I don't know what blogger first mentioned Edmund Crispin, but I've been hoping to read something by him ever since.  Luckily for me, my mom found The Moving Toyshop.

The story belongs to Richard Cadogan, a respected but poverty-stricken poet who heads off to Oxford on a holiday.  He blunders into a murder scene in a toyshop, but when he leads police back to the shop, it's a grocery store and there's no body.  Enter Cadogan's old friend, Professor Gervase Fen, who solves mysteries in his spare time!

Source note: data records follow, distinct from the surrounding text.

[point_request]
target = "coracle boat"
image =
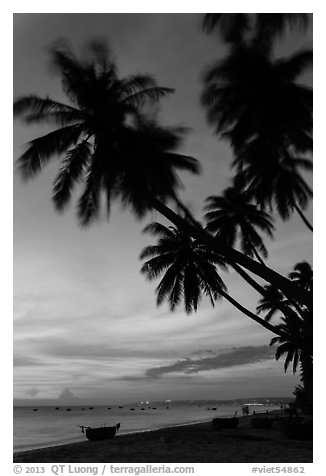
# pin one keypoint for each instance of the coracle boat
(101, 433)
(226, 422)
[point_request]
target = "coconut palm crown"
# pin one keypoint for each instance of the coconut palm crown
(189, 268)
(232, 217)
(103, 135)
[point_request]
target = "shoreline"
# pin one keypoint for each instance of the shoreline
(126, 433)
(192, 442)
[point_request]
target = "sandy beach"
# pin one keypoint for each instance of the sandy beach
(198, 443)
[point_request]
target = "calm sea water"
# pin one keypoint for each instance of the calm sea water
(48, 426)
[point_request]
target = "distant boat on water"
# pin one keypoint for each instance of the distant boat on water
(102, 433)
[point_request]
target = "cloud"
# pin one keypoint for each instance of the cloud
(225, 359)
(67, 396)
(32, 392)
(24, 361)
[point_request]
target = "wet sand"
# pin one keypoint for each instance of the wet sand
(198, 443)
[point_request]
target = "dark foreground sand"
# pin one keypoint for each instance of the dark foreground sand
(197, 443)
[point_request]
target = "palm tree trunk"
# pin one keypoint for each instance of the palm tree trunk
(261, 261)
(249, 279)
(250, 314)
(304, 219)
(234, 256)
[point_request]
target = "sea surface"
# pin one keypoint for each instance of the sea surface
(51, 426)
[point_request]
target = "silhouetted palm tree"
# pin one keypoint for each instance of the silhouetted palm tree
(273, 180)
(106, 141)
(296, 344)
(303, 275)
(249, 94)
(232, 218)
(257, 103)
(189, 267)
(272, 302)
(259, 27)
(189, 271)
(114, 149)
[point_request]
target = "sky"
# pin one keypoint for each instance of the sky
(86, 326)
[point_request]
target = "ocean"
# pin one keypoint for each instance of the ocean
(49, 426)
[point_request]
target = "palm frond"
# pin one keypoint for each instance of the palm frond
(71, 171)
(43, 148)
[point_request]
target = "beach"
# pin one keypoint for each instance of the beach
(196, 443)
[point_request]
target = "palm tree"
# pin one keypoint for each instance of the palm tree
(106, 141)
(189, 267)
(256, 103)
(232, 218)
(112, 147)
(272, 179)
(272, 302)
(249, 94)
(189, 271)
(296, 344)
(302, 275)
(259, 27)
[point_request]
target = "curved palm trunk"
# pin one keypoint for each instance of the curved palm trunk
(261, 261)
(304, 219)
(306, 362)
(250, 314)
(234, 256)
(253, 283)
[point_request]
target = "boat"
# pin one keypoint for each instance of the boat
(101, 433)
(225, 422)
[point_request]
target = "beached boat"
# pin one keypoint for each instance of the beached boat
(101, 433)
(225, 422)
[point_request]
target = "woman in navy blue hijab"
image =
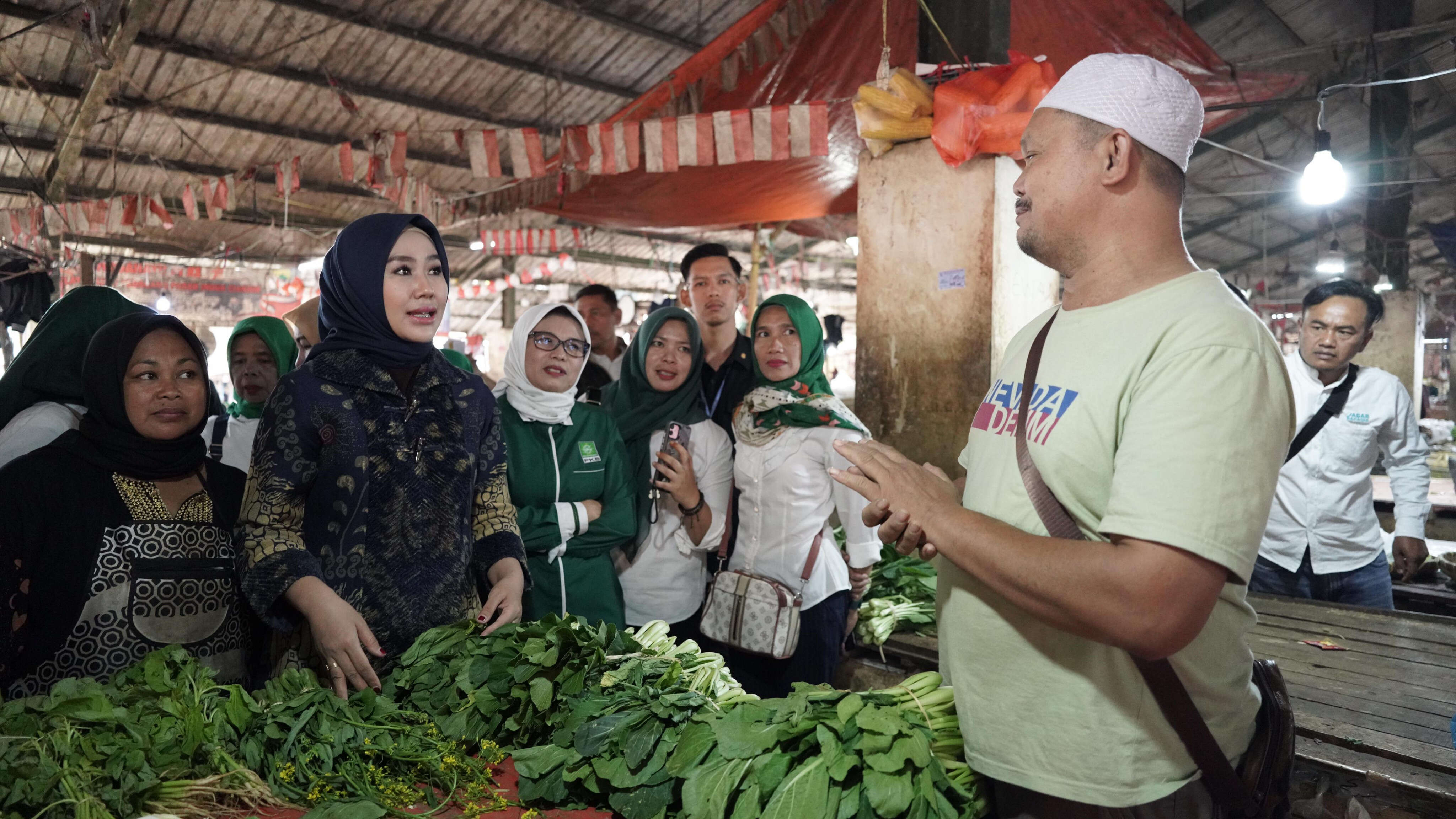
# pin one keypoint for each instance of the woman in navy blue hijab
(378, 505)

The mystery was quite good, in the cozy British tradition.  But it's the fun that really makes the story.  The characters are eccentric or engaging, and the detectives are forever coming up with oddball quotations, solving clues with Lear limericks, or--best of all--playing literary games like "Awful Lines from Shakespeare" or "Detestable Characters from Fiction."  For example:

“Let’s play ‘Unreadable Books.’”
 “All right. ‘Ulysses.’”
 “Yes. ‘Rabelais.’”
 “Yes. ‘Tristram Shandy.’”
“Yes. ‘The Golden Bowl.’” 

“Yes. ‘Rasselas.’”
 “No, I like that.”
 “Good God. ‘Clarissa,’ then.”

"Yes.  'Titus--"
"Shut up a minute.  I think I can hear someone coming."
Plenty of improbable and literary fun; I want to read more!


  1. And I've got more! But not all of them. I'm working on that.

  2. Sounds intriguing. Thanks for bringing this author to my attention.